Problem with copying a 2D array

I am currently working on my first CUDA project and ran into a problem with 2D arrays. Consider the following code snippet:

cudaStatus = cudaMallocPitch(&dev_traces, &pitch, N * sizeof(int), M);
cudaStatus = cudaMemcpy2D(dev_traces, pitch, traces, N * sizeof(int), N * sizeof(int), M, cudaMemcpyHostToDevice);

traces has the dimensions N and M, which should be both 10000. However, if I set N=M=480 it seems to work fine. But as soon as I use bigger values for N and M (,e.g., N=M=500) it crashes with an access violation while reading in cudaMemcpy2D().

Initialization of traces:

int **traces;
traces = new int *[POINTS_PER_TRACE];
for (int i = 0; i < POINTS_PER_TRACE; i++)
     traces[i] = new int[NUMBER_OF_TRACES];

Do you have any idea what could be wrong here?

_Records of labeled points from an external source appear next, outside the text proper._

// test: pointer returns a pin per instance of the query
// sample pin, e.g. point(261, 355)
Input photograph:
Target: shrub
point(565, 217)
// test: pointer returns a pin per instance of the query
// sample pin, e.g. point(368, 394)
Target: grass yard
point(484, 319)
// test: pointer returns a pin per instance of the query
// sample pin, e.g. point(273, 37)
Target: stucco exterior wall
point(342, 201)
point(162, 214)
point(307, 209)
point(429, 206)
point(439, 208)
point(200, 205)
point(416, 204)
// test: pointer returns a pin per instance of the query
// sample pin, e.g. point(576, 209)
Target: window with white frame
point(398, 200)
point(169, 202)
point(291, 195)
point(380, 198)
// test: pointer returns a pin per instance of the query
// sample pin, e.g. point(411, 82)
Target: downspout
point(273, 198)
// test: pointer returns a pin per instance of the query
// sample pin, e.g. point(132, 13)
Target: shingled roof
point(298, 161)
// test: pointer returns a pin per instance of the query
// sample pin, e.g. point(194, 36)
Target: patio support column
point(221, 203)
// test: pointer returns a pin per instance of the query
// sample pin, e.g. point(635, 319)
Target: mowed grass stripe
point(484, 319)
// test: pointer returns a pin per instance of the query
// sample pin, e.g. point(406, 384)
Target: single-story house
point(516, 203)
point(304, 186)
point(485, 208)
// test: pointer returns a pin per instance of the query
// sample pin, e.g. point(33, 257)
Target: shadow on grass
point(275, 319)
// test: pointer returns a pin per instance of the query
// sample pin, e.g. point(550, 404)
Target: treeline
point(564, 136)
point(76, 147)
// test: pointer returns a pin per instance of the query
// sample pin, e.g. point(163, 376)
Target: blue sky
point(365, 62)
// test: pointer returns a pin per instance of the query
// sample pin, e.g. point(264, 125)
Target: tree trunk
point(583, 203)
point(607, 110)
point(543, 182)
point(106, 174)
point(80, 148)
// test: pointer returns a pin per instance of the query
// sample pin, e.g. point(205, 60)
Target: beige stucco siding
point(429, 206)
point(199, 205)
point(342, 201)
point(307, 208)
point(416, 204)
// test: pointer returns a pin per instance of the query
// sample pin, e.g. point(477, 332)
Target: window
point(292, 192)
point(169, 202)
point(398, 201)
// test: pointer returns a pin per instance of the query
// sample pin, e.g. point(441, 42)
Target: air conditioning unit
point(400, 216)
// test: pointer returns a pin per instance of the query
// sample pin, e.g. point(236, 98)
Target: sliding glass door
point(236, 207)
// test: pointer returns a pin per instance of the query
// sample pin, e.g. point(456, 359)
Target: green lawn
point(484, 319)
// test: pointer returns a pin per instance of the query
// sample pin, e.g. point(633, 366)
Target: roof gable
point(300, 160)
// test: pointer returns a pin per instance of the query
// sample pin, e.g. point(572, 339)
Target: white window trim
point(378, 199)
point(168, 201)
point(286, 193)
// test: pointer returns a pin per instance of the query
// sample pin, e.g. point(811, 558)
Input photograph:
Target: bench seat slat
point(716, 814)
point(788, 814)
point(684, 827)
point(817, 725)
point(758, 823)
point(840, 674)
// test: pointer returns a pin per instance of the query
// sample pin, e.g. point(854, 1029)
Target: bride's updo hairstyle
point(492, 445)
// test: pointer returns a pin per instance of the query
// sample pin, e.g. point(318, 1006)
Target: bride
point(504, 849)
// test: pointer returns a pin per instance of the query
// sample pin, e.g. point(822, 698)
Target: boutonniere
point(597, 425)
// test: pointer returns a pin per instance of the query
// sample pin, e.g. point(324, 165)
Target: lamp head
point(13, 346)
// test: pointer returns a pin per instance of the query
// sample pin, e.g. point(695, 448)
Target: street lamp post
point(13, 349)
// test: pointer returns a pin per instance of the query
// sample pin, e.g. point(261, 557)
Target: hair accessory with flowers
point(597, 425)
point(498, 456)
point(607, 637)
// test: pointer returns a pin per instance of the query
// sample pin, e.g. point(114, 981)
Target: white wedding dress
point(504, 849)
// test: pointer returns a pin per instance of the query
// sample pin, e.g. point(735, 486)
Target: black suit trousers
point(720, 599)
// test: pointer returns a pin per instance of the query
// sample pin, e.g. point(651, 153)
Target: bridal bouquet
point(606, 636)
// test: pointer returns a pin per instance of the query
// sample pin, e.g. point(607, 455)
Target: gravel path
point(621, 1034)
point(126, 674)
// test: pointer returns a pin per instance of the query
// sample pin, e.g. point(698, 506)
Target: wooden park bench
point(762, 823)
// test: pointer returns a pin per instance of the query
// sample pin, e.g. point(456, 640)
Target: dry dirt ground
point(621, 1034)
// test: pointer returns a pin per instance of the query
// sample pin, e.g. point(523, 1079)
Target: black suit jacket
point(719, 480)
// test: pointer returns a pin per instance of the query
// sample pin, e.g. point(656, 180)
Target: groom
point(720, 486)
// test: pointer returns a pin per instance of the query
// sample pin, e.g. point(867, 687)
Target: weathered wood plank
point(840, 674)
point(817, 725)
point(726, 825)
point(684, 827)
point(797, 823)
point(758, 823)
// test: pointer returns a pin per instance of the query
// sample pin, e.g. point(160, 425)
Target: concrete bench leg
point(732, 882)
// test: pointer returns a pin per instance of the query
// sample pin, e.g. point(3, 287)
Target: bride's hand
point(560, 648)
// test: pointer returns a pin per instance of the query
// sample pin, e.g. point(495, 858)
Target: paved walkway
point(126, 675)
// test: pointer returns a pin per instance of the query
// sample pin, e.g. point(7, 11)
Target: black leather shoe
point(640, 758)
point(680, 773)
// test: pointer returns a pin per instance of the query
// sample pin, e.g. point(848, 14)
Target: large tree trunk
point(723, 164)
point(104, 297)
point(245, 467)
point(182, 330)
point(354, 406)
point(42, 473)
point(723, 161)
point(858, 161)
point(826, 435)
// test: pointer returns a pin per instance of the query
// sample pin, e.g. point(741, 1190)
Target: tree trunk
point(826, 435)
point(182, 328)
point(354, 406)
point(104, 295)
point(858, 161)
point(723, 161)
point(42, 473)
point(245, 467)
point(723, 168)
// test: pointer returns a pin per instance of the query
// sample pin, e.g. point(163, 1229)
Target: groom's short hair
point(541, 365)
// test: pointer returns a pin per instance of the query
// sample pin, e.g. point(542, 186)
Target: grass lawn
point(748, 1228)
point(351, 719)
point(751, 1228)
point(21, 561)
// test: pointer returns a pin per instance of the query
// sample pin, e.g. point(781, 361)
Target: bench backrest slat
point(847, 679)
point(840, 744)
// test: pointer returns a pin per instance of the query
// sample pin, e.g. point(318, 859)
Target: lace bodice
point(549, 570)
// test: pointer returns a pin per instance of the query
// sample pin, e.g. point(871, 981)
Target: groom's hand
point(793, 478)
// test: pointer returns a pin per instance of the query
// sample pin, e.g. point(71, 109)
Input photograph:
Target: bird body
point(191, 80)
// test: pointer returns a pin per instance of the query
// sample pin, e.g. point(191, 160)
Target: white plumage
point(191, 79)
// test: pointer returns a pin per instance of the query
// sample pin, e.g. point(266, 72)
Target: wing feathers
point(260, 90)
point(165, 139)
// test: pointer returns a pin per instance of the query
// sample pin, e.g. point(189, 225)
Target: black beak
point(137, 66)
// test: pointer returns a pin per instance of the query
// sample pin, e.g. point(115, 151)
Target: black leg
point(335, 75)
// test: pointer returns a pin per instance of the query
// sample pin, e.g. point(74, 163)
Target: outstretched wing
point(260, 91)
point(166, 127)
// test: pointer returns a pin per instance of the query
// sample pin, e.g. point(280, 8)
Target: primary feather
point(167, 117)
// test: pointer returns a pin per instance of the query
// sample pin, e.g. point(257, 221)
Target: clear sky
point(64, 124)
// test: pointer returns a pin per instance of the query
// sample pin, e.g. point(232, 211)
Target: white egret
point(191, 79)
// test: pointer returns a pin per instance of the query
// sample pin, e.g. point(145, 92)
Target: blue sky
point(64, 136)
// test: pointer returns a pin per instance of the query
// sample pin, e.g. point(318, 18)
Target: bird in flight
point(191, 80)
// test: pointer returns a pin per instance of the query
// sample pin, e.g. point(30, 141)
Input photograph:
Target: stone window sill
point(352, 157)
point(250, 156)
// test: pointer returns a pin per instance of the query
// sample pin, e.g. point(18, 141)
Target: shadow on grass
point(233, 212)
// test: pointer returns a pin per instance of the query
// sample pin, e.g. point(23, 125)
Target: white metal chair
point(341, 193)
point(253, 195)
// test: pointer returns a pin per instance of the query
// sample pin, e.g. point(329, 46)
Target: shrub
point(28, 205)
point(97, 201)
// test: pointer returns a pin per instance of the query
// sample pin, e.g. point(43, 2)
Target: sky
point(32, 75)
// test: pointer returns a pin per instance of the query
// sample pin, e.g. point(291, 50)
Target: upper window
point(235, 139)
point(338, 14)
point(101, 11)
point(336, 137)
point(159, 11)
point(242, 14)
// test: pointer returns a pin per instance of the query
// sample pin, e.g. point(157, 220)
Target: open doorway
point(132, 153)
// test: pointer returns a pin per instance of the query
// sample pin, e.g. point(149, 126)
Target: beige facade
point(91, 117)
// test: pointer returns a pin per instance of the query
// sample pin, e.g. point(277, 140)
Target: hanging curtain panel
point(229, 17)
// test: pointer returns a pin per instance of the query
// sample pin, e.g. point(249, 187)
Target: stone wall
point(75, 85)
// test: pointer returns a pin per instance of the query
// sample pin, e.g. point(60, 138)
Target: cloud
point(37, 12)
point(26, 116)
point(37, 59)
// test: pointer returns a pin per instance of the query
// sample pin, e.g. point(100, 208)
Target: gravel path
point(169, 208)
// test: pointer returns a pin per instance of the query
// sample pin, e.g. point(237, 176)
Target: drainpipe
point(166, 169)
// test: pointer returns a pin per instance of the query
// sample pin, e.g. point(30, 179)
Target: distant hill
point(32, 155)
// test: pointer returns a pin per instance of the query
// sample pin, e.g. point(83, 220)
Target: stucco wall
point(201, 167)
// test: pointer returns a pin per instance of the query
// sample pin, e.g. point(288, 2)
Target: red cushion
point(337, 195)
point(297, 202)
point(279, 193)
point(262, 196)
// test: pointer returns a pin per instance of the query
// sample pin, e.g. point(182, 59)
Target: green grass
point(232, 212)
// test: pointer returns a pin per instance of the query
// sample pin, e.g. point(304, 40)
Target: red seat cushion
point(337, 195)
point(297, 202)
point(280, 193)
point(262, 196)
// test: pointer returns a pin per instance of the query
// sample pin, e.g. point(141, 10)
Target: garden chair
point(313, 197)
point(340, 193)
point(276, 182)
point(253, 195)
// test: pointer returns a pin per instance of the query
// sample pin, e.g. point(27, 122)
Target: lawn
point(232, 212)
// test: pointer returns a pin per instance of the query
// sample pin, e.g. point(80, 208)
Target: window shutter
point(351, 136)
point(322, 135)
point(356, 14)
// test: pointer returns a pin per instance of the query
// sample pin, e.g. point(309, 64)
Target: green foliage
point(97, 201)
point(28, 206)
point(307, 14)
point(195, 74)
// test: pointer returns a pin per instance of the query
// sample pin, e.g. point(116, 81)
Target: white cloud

cudaMemcpy2D() expects an array that is stored contiguously as either linear memory or pitch-linear memory. But your host data structure is an array of pointers to column (or row) vectors which could be located anywhere in memory.

There are basically two ways to address this mismatch in data structure representation: (1) Change the host side allocation to a single contiguous allocation of (row * column) elements (2) Use one-dimensional cudaMemcpy() to copy each individual column (or row) vector to the device. In terms of performance, the first option is preferable.

Thank you, njuffa! I chose the first option and it solved the problem.